The Baby Formula
- Written by Richard Beattie
- Directed by Alison Reid
- Starring Angela Vint, Megan Fahlenbock, Rosemary Dunsmore and Jessica Booker
- Classification: 14A
Another cheerfully profane Canadian sex comedy that will have our Prime Minister wondering what the heck kind of country he's running, The Baby Formula is the story of a gay female couple who both decide to get pregnant and have babies. Its subtitle could be Young Lesbians Lactating .
Another kick in the shins to social conservatives: Athena and Lilith drive right past the sperm bank on the way to the maternity ward, taking advantage of experimental stem-cell advances producing "womanly sperm."

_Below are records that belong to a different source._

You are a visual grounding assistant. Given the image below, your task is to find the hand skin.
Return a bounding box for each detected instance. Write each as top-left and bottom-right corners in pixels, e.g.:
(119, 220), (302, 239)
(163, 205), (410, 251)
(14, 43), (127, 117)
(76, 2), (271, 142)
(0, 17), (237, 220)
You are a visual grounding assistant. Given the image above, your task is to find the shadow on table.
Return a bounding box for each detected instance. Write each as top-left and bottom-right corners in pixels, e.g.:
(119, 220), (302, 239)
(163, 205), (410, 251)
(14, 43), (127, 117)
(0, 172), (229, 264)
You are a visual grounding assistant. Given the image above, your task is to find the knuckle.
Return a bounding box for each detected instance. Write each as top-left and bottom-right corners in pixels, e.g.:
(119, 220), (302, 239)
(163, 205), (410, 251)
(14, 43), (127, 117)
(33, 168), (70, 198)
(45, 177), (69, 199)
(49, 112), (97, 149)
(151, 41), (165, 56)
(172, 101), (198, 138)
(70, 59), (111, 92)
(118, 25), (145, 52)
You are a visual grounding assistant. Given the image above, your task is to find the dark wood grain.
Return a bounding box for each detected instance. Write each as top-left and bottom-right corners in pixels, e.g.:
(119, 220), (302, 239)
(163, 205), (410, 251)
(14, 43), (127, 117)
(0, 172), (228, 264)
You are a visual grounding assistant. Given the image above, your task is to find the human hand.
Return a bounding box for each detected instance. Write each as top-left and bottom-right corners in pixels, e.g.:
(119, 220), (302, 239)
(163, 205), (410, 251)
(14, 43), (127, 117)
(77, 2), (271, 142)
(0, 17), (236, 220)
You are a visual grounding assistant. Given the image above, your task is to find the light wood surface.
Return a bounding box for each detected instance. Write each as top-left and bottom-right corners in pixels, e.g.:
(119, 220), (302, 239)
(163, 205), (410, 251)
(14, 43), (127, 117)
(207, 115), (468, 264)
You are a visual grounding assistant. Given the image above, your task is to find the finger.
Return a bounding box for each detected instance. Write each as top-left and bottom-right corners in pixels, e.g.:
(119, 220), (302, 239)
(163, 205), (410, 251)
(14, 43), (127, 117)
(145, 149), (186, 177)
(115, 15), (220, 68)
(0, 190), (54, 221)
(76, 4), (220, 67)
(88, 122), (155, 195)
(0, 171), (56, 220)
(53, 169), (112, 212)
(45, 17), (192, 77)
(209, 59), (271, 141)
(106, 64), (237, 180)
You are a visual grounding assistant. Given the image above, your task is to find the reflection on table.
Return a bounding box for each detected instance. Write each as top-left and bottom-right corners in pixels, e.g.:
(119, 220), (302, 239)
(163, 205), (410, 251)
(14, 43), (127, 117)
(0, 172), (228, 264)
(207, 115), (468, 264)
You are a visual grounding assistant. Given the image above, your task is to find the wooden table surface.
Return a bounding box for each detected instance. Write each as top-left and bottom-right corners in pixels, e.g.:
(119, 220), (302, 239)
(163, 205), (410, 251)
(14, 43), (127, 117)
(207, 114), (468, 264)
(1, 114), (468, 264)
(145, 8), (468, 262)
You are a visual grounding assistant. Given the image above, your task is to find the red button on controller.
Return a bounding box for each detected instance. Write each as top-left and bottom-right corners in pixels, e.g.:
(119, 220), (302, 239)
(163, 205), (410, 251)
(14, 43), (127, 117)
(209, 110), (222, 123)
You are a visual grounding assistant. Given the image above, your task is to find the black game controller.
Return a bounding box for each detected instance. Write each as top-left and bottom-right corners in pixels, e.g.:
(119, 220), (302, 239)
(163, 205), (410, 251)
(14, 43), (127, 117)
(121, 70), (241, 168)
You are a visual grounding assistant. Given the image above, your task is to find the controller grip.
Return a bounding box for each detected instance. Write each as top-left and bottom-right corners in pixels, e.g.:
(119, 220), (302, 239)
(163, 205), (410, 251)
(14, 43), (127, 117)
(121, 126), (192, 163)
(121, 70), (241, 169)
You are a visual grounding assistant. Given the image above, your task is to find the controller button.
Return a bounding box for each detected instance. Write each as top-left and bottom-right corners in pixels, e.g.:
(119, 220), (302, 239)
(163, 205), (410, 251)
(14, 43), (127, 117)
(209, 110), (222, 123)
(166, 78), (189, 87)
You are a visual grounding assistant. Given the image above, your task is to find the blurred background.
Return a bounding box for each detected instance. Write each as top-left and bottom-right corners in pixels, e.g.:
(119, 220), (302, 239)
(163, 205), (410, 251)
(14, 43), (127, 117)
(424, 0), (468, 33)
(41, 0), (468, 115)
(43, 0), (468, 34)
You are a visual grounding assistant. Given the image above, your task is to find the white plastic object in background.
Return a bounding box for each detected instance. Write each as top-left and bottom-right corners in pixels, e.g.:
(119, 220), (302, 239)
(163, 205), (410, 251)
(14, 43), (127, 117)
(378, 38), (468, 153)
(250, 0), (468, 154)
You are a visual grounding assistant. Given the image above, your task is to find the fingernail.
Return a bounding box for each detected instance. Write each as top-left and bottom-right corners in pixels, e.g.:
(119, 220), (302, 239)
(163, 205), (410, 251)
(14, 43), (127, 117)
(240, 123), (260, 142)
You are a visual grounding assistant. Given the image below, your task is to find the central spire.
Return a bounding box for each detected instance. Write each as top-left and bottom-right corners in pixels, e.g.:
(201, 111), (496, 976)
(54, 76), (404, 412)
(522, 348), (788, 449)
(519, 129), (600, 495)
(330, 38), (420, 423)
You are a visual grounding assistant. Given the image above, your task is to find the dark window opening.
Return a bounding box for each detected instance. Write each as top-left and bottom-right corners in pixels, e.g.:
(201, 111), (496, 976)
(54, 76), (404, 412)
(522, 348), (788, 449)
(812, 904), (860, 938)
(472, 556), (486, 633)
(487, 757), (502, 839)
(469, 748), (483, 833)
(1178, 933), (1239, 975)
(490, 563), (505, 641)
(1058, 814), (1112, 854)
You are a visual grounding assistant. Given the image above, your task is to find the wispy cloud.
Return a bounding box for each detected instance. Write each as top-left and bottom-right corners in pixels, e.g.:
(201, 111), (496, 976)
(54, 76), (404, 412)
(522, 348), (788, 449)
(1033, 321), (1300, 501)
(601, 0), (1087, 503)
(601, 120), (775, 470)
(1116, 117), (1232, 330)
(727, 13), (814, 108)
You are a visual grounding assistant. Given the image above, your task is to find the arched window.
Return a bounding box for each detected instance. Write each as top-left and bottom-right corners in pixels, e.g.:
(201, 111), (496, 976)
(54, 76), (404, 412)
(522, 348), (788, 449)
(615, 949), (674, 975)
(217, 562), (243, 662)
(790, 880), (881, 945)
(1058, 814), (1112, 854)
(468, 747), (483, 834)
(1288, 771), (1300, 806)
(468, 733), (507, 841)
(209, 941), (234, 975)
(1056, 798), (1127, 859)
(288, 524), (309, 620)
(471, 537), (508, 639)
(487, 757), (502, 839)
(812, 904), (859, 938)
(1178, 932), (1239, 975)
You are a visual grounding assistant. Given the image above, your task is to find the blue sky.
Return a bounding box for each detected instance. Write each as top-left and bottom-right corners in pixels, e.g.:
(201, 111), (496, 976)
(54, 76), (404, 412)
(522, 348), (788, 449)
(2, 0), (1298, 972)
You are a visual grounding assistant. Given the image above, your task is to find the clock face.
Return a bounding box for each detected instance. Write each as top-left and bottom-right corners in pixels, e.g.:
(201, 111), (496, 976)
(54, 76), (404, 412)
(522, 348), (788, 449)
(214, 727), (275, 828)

Yes, The Baby Formula is a comedy, and one that gets off to a terrific, funny start. A mockumentary crew invades a Toronto laboratory, where two scientists - nerds extraordinaire - handle lab mice and questions about their controversial experiments. One deep thinker opens his lab coat to reveal two inches of pyjamas above his pants. The other, blinking furiously, suggests that if all goes well with their studies, men and women will soon be unnecessary.

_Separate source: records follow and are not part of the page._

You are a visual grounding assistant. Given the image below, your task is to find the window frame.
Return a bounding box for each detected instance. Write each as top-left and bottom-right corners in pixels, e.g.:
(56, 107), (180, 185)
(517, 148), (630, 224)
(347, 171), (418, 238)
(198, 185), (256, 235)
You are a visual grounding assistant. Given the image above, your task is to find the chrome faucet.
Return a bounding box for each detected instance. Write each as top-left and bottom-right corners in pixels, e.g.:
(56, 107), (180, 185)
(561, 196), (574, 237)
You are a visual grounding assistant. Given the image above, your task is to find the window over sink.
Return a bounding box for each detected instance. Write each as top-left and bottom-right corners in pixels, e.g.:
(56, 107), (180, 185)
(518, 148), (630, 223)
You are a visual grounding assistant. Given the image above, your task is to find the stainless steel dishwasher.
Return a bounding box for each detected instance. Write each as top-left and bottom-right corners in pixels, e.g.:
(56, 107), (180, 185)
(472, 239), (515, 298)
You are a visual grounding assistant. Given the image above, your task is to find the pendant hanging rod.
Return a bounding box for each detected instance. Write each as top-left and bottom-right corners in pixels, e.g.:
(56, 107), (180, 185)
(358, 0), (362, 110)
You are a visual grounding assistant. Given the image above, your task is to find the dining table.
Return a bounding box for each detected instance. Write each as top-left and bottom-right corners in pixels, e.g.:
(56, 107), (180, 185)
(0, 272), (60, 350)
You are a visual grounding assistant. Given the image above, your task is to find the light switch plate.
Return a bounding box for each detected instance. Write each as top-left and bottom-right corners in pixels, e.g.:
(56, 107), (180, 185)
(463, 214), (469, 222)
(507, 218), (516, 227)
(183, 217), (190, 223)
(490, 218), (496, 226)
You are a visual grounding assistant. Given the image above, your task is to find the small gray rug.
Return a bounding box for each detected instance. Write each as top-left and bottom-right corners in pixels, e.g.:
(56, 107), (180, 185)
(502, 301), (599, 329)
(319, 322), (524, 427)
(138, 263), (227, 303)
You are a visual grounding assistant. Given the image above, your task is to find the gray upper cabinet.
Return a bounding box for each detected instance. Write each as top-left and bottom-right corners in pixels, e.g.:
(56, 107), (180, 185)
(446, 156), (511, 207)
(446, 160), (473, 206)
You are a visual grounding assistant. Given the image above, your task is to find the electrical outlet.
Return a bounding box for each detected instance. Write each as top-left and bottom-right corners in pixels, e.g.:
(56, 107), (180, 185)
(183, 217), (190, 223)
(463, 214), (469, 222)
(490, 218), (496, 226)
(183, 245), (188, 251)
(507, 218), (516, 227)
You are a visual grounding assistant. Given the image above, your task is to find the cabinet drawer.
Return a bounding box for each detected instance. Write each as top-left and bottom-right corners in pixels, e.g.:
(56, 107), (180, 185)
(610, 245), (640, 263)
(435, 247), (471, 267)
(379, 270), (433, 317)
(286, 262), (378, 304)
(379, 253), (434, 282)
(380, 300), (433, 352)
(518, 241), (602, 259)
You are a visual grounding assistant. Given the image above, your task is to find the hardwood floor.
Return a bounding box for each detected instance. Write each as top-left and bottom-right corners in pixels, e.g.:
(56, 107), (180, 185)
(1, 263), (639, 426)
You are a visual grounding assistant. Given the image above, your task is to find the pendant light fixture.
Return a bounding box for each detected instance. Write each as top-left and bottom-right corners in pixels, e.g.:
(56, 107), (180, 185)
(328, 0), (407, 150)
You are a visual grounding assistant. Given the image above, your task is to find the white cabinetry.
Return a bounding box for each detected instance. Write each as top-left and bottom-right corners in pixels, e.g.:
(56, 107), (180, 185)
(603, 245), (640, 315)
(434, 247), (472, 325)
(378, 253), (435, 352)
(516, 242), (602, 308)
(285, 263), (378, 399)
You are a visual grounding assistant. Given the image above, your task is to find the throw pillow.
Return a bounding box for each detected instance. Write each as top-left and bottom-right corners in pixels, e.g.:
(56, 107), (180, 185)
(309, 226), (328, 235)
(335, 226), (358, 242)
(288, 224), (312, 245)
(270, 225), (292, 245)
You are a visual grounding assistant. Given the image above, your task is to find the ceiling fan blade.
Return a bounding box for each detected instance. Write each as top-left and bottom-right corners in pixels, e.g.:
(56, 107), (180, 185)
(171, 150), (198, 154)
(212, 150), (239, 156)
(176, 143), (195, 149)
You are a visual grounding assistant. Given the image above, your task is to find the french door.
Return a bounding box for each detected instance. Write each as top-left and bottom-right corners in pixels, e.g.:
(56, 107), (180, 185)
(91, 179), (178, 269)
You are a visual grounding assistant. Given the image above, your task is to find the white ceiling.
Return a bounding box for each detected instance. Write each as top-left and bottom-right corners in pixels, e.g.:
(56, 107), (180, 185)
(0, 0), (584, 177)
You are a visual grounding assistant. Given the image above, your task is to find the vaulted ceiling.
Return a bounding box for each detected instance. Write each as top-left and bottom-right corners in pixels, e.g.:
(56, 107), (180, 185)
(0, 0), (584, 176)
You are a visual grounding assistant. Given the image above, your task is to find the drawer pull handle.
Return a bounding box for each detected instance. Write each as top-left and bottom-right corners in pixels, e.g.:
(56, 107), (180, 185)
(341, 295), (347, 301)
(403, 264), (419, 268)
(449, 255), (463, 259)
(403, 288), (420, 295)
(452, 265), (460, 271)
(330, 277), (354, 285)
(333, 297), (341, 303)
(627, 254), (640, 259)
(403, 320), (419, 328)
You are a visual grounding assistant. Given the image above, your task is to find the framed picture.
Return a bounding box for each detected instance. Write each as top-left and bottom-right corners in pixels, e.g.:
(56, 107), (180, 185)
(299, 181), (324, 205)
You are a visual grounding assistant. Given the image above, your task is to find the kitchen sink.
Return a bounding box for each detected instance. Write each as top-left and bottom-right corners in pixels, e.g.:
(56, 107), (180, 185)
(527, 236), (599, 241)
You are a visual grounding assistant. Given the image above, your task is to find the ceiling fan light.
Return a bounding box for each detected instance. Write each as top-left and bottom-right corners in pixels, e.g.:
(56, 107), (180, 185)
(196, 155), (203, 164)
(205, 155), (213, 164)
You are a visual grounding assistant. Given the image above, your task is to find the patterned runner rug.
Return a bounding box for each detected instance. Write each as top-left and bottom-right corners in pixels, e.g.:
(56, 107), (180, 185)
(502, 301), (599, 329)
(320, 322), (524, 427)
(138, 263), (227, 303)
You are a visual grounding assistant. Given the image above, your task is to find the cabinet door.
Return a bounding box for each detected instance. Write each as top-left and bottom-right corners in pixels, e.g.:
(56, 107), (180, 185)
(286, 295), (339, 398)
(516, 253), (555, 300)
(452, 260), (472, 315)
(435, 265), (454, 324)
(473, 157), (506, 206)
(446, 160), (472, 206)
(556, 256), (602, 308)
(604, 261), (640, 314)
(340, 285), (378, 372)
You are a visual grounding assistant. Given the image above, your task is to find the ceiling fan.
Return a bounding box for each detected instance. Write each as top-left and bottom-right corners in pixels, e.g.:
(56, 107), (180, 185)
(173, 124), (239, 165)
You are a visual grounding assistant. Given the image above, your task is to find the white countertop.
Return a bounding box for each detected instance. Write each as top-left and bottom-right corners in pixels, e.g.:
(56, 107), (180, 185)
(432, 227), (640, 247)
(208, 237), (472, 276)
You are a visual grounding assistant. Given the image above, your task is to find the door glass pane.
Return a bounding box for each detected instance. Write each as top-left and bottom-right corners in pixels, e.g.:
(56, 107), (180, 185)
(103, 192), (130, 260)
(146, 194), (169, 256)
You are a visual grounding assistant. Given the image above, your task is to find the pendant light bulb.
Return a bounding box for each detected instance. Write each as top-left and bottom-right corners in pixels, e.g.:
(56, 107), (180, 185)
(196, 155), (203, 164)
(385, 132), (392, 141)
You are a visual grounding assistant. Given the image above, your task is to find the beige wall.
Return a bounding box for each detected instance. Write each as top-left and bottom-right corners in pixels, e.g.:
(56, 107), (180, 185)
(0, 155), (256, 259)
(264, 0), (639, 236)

Finally, a world without people - just scientists.
From there, the crew meets up with Athena (Angela Vint) and Lilith (Megan Fahlenbock) and The Baby Formula , sad to say, pretty much turns into pabulum. The problems begin and end with the pregnant couple, who strike us as ready, conscientious parents, but not necessarily fit subjects for a comedy. Simply put, neither woman is particularly funny, or even much fun.
Sensing their comedy is more than a few laughs short, the filmmakers outfit Athena and Lilith with wacky extended families. Lilith's parents are gay men, neither of whom could pass the toast-buttering test in The Birdcage . Lilith's mom (Rosemary Dunsmore) is a dour Christian. And there's a wee Scottish granny hanging around, in constant need of Scotch and watering.

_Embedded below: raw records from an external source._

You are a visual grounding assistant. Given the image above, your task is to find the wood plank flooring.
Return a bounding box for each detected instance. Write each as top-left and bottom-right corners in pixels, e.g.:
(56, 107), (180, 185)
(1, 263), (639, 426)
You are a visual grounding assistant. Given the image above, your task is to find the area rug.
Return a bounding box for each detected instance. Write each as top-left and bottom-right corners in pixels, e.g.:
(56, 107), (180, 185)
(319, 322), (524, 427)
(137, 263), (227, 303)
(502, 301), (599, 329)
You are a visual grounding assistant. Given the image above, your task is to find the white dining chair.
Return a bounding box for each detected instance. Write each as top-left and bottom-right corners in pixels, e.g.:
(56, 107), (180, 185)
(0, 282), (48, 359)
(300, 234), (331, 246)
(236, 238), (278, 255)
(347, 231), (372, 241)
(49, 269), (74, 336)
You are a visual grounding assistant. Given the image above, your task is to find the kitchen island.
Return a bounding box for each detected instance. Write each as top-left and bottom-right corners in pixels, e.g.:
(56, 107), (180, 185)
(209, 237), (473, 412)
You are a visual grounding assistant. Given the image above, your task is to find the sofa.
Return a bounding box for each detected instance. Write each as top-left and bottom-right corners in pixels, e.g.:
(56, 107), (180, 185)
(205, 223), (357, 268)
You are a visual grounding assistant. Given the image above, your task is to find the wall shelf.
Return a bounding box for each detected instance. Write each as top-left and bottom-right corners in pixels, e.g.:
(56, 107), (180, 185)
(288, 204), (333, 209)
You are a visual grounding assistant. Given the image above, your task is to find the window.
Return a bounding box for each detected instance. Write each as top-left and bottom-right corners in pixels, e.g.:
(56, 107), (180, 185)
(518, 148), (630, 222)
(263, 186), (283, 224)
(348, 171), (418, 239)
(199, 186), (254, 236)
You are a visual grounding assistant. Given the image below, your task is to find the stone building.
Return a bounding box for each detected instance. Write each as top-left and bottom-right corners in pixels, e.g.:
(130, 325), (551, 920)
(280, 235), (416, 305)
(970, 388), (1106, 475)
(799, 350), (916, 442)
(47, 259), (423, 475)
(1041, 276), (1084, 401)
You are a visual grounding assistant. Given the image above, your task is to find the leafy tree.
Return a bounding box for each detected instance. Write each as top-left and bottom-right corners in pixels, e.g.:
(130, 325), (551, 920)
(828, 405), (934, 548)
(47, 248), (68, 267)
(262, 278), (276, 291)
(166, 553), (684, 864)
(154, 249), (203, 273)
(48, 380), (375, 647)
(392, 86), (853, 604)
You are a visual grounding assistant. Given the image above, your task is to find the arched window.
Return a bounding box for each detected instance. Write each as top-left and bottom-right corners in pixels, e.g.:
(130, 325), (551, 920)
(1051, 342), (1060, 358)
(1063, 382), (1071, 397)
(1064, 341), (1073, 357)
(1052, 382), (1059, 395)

The gay granddads provide a few dirty laughs. Granny (Jessica Booker) is a doll. And Dunsmore, star of the old CBC sitcom Mom P.I. , manages to make a crude stereotype sympathetic. But director Alison Reid's film is too content to play the kooky in-laws for easy sitcom chuckles. Nor does Reid really make much out of the film's mockumentary format, dropping the premise in the film's final reel.
Still, The Baby Formula 's biggest fault is that the comedy is unable to take its lead characters un seriously. Athena and Lilith are role models here. And role models tend to make stuffy, boring characters. The film seems determined to make sure we understand that its lesbian mothers are regular folks. Who could have a problem with that?
Then again, as filmmaker Billy Wilder once put it, "If I want to see the people next door, why would I go to a movie? I'd just go next door."